The examining division had erred in its legal and factual analysis. It had incorrectly referred to the problem to be solved, i.e. the provision of a more effective way of treating prostate and breast cancer, in the context of sufficiency. Nothing in the claims required a more effective treatment. The problem to be solved, and the contribution of the additional anticancer agents to the solution of that problem, were points for consideration in the assessment of inventive step.
The suitability of abiraterone acetate in the treatment of prostate cancer had not been contested by the examining division. In line with decision T 1616/09, the same conclusion applied to the combination of abiraterone acetate with prednisone. The documents cited by the examining division did not provide sufficient reasons, based on verifiable facts, to believe that prednisone would interfere with the activity of abiraterone acetate.

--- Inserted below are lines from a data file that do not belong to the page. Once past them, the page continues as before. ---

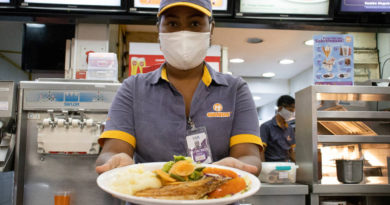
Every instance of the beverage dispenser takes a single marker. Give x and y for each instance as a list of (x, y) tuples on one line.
[(58, 127)]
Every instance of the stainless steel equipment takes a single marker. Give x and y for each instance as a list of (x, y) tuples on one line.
[(7, 139), (7, 124), (349, 171), (361, 103), (58, 127)]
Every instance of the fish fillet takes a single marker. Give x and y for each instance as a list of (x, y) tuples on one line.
[(191, 190)]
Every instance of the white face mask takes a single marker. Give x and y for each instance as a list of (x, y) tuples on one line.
[(287, 115), (184, 50)]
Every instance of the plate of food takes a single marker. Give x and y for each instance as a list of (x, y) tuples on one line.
[(343, 75), (328, 76), (180, 181)]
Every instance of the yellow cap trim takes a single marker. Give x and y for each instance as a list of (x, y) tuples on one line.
[(192, 5), (245, 138), (116, 134), (206, 78), (164, 75)]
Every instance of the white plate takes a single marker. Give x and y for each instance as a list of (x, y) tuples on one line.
[(308, 1), (329, 76), (104, 181), (346, 75)]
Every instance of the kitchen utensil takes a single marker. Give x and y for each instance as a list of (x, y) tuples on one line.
[(349, 171)]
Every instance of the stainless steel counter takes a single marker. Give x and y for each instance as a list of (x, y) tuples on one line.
[(271, 194)]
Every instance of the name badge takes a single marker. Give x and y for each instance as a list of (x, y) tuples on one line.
[(198, 145)]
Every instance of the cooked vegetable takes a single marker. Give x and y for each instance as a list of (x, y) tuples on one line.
[(164, 176), (177, 177), (196, 175), (182, 168), (199, 169), (230, 187), (223, 172), (167, 166), (180, 158)]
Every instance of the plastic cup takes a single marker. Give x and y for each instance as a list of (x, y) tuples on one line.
[(62, 198)]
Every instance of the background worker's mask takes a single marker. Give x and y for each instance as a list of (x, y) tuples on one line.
[(287, 115)]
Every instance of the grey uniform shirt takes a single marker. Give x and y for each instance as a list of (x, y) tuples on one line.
[(149, 113)]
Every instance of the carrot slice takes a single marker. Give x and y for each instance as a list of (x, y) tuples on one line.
[(230, 187), (223, 172), (164, 176)]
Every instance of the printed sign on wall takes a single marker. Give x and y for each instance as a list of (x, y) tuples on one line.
[(333, 59)]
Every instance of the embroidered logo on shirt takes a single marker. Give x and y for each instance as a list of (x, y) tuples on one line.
[(289, 138), (218, 108)]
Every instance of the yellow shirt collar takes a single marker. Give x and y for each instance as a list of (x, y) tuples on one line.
[(206, 78)]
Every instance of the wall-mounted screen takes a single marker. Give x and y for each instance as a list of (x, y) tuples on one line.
[(365, 6), (220, 7), (87, 5), (314, 7), (284, 8), (78, 2), (6, 4), (44, 46)]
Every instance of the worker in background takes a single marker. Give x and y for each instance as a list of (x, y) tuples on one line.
[(277, 135)]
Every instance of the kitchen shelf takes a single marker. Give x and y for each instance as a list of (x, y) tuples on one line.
[(363, 90), (308, 139), (353, 139), (282, 189), (353, 115), (343, 189)]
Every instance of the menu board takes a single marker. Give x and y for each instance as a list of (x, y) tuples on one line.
[(365, 5), (78, 2), (333, 59), (218, 5), (304, 7)]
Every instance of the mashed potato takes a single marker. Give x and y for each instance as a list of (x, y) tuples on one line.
[(131, 180)]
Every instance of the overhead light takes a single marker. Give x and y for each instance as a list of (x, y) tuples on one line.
[(256, 98), (236, 60), (268, 75), (309, 42), (35, 25), (254, 40), (286, 61)]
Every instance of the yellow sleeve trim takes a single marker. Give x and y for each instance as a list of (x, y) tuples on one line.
[(164, 75), (293, 146), (245, 138), (116, 134)]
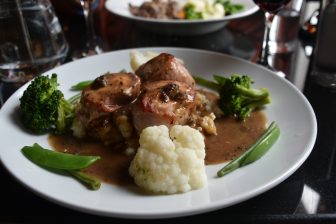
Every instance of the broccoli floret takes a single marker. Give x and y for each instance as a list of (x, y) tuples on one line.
[(237, 97), (43, 107)]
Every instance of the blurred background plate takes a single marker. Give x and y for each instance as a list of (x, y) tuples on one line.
[(178, 27)]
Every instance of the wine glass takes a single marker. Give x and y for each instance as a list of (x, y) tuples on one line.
[(270, 8), (92, 45), (31, 42)]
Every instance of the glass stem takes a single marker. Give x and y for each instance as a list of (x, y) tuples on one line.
[(263, 54), (88, 16)]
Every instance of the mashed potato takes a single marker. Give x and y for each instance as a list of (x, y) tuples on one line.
[(170, 161)]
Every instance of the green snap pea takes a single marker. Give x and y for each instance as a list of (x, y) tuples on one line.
[(90, 182), (63, 161), (57, 160), (255, 152)]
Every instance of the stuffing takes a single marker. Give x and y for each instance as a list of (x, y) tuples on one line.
[(169, 161)]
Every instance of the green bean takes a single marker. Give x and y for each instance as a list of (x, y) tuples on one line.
[(57, 160), (255, 152), (81, 85)]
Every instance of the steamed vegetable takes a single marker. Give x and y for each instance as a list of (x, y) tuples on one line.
[(63, 161), (81, 85), (43, 107), (237, 97), (255, 152)]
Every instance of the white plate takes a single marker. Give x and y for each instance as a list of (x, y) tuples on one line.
[(178, 27), (289, 108)]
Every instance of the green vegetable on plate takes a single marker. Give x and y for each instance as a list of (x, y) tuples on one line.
[(43, 108), (255, 152), (63, 161), (237, 97)]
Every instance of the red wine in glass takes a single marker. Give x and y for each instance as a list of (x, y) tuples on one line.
[(271, 6)]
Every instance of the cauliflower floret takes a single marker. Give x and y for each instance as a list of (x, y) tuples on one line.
[(169, 161)]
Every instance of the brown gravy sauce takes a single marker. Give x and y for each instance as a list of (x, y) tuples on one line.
[(233, 138)]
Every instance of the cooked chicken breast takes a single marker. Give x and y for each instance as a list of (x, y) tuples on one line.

According to document D16, glucocorticoids had been widely used in the treatment of prostate cancer at the priority date and their growth inhibitory effect was well documented (see D16, page 553, left-hand column, second and third paragraphs). D16 also disclosed that glucocorticoids had been extensively used in the treatment of androgen-independent prostate cancer (AIPC) (see page 555, left-hand column, first paragraph under the heading "Clinical Utility of Glucocorticoids in AIPC").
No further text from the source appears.